A part ça, elle peut aussi mettre une PcCard USB 2 dans le CardBus à gauche, le port doit être libre, moi, je suis obligé de jongler avec une PcCard de décompression DVD car j'ai un lecteur DVD VST, mais de toutes façons je ne peux m'en servir que sous classic car la carte n'est pas reconnue par Panther, par contre la carte USB 2 ne sert à rien sous Classic, elle fonctionne en USB 1.
Bref, ça vaut le coup d'investir quelques euros, les mémoires et le disque durne seront pas perdus, de toute façons si elle change de bécane par la suite


----------



## grig (17 Mai 2006)

FdeB a dit:
			
		

> effectivement 2X 256 fonctionne très bien sur mon lombard 400 mhz. effectivement changer le dur s'impose tu peux pousser à 40 Go  en 2,5" c'est bon marché aujourd'hui ensuite il faut voir l'état de la batterie et du lecteur optique car souvent ils sont HS et c'est au moins 150 la batterie et 250 le lecteur, donc au final faire un calcul....
> mais c'est une très bonne machine et j'en profite je cherche un processeur lombard 400 car le mien est dead, au cas ou......



Je le garde: je l'aime trop, et puis pour les basses besognes, j'ai une grosse quiche du monde d'en face... que je n'ai me pas du tout


----------



## Pascal 77 (17 Mai 2006)

grig a dit:
			
		

> mais attention il faut une low profile sur le connecteur inférieur



Aujourd'hui, ce sont les seules qu'on trouve, les "high profile" ont disparues de la circulation depuis pas mal de temps (il me reste une 128 Mo comme ça dans mon PB G3/233, c'est impressionnant, elle occupe tout l'espace entre le connecteur et le disque dur, mais les 2 256 Mo de mon PB G3/266 sont des low profile).


----------



## grig (17 Mai 2006)

pardon, tu cherches seulement le proc, ok, si j'entend parler d'un Lombard avec l'écran explosé pour presque rien, je te fais signe (ç'est souvent comme ça qu'on récupère du matos sur ces bestioles)


----------



## grig (17 Mai 2006)

Pascal 77 a dit:
			
		

> Aujourd'hui, ce sont les seules qu'on trouve, les "high profile" ont disparues de la circulation depuis pas mal de temps (il me reste une 128 Mo comme ça dans mon PB G3/233, c'est impressionnant, elle occupe tout l'espace entre le connecteur et le disque dur, mais les 2 256 Mo de mon PB G3/266 sont des low profile).

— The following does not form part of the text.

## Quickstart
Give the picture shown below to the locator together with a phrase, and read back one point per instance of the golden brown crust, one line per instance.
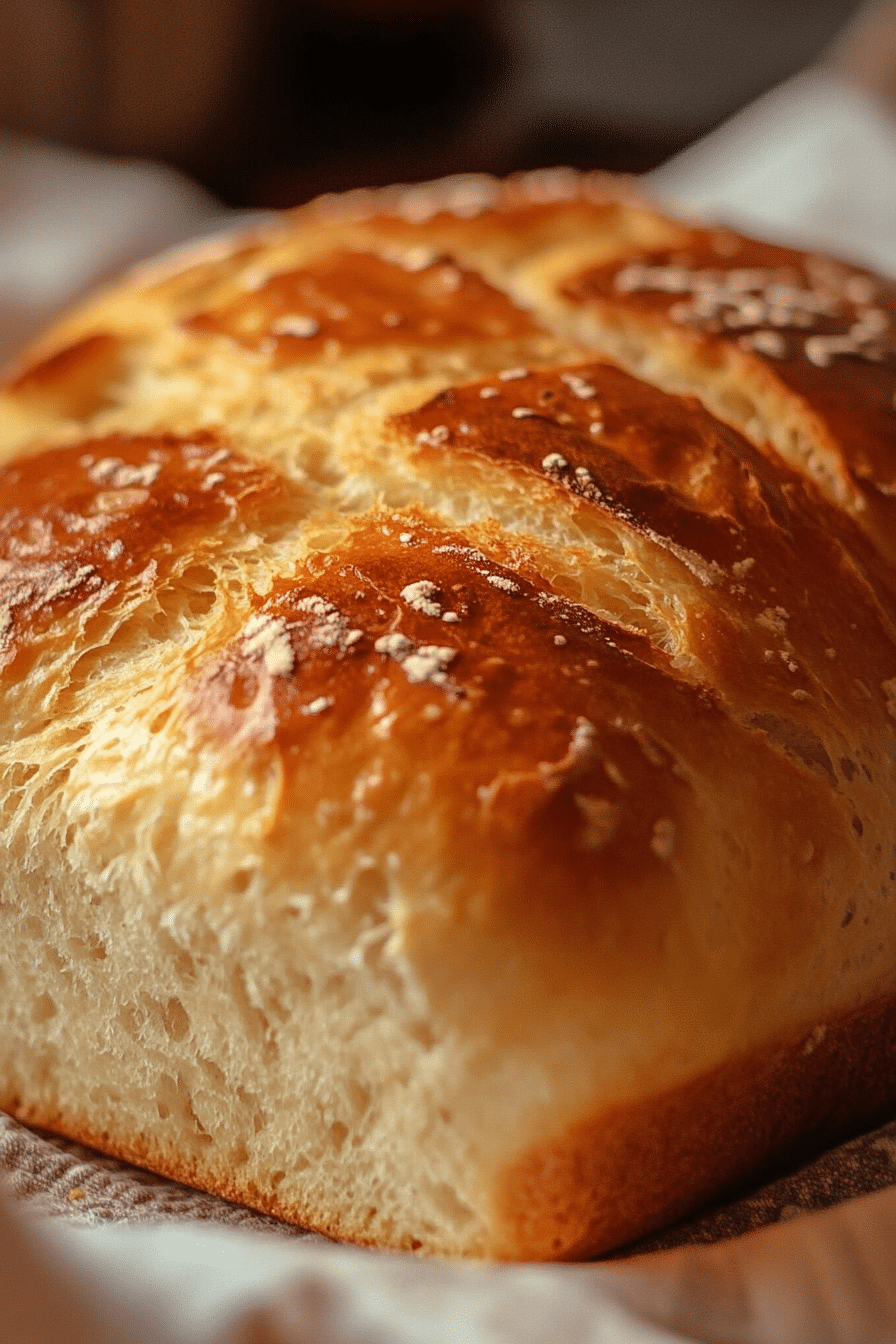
(774, 1109)
(448, 668)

mais il faut voir avec les frais de port ici


----------



## Pascal 77 (18 Mai 2006)

Trop loin, moi je pensais à celle ci (c'est deux comme ça que j'ai dans mon WallStreet).


----------



## FdeB (18 Mai 2006)

grig a dit:
			
		

> pardon, tu cherches seulement le proc, ok, si j'entend parler d'un Lombard avec l'écran explosé pour presque rien, je te fais signe (ç'est souvent comme ça qu'on récupère du matos sur ces bestioles)

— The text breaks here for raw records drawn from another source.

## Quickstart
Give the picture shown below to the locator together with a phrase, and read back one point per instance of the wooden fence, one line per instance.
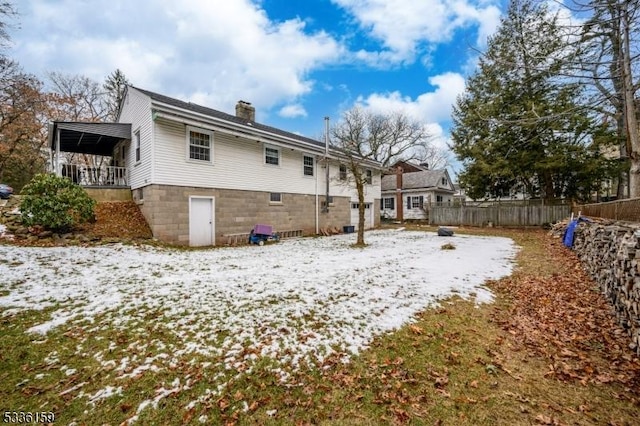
(498, 215)
(628, 210)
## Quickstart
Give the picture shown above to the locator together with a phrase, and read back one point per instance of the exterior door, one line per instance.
(201, 221)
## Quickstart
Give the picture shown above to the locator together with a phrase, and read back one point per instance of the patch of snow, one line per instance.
(296, 302)
(105, 393)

merci bien sait-on jamais....
lat dior pour la ram on en trouve partout... c'est la même que dans les ibook G3 et effectivement c'est de la low profile.... donc tu peux aller chez "ton épicier du coin"


----------



## Anonyme (18 Mai 2006)

fait une recherche sur ebay. On trouve plein de trucs hyper abordables.

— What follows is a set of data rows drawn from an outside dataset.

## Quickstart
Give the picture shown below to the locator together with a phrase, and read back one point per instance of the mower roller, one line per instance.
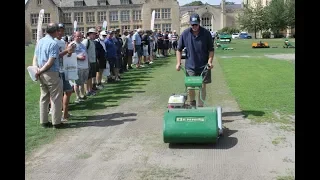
(288, 44)
(260, 45)
(185, 123)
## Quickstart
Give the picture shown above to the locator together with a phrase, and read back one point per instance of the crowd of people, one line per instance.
(95, 50)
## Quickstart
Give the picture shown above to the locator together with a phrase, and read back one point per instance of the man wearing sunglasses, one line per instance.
(199, 52)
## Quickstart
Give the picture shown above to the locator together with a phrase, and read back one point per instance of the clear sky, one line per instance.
(215, 2)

Pour un pismo, j'ai trouvé notamment un module CD/DVD pour 70 euros. Parfait état de marche. Les batteries aux alentours de 100 euros. Et parfois il y a des carte filles processeur...


----------



## Flyertwin (2 Juin 2006)

> Posté par *Pascal 77*
> _Aujourd'hui, ce sont les seules qu'on trouve, les "high profile" ont disparues de la circulation depuis pas mal de temps_


_Bonjour,_

_J'ai acheté le mois dernier pour mon Lombard 333 Bronze, 2 barettes de 256 Mo chacune, 1 en High Profil et l'autre en Low Profil, chez un vendeur en ligne aux USA. Barettes neuves, garanties 2 ans._

_J'ai pas l'adresse sous la main (suis au boulot), mais je vous mets ça en ligne dès ce soir._


----------



## Pascal 77 (2 Juin 2006)

Visiblement, les américains ont des stocks de vieilles barrettes à écouler. Toutefois, je me demande si il n'y a pas confusion dans l'esprit de certains : Quand on dit "low profil sur l'emplacement inférieur, et high profile sur l'emplacement supérieur", ce n'est une obligation QUE pour l'emplacement inférieur. Deux "low profile" fonctionnent très bien, inutile de chercher des "high profile" qui sont des barrettes plus anciennes, remontant à une époque ou les puces unitaires avaient une capacité moindre.


----------



## FdeB (2 Juin 2006)

[MGZ] BackCat a dit:
			
		

> fait une recherche sur ebay. On trouve plein de trucs hyper abordables.
> 
> Pour un pismo, j'ai trouvé notamment un module CD/DVD pour 70 euros. Parfait état de marche. Les batteries aux alentours de 100 euros. Et parfois il y a des carte filles processeur...



c'est vrai, je devrais regardé plus souvent sur eBay mais pour le processeur je n'avais rien vu...
quant aux barettes je me répète mais rien ne sert d'acheter aux US on en trouve partout des low profile...


----------



## Flyertwin (2 Juin 2006)

Bonsoir, chose promise ...
Voilà l'adresse pour de la RAM Low et High Profil (plus d'autres modèles)

http://www.ramdirect.com/vcom/about_us.php


----------



## MyHappyMac (3 Juin 2006)

Au risque de dire n'importe quoi, j'ai remarque en regardant de près que les Imacs G3 et les Powerbook G3 avaient bien des choses en commun, et j'ai l'impression que bien des pièces sont interchangeables... et je vais bientôt essayer d'interchanger les cartes processeur, je suis presque sûr que ça marche... on va voir.


----------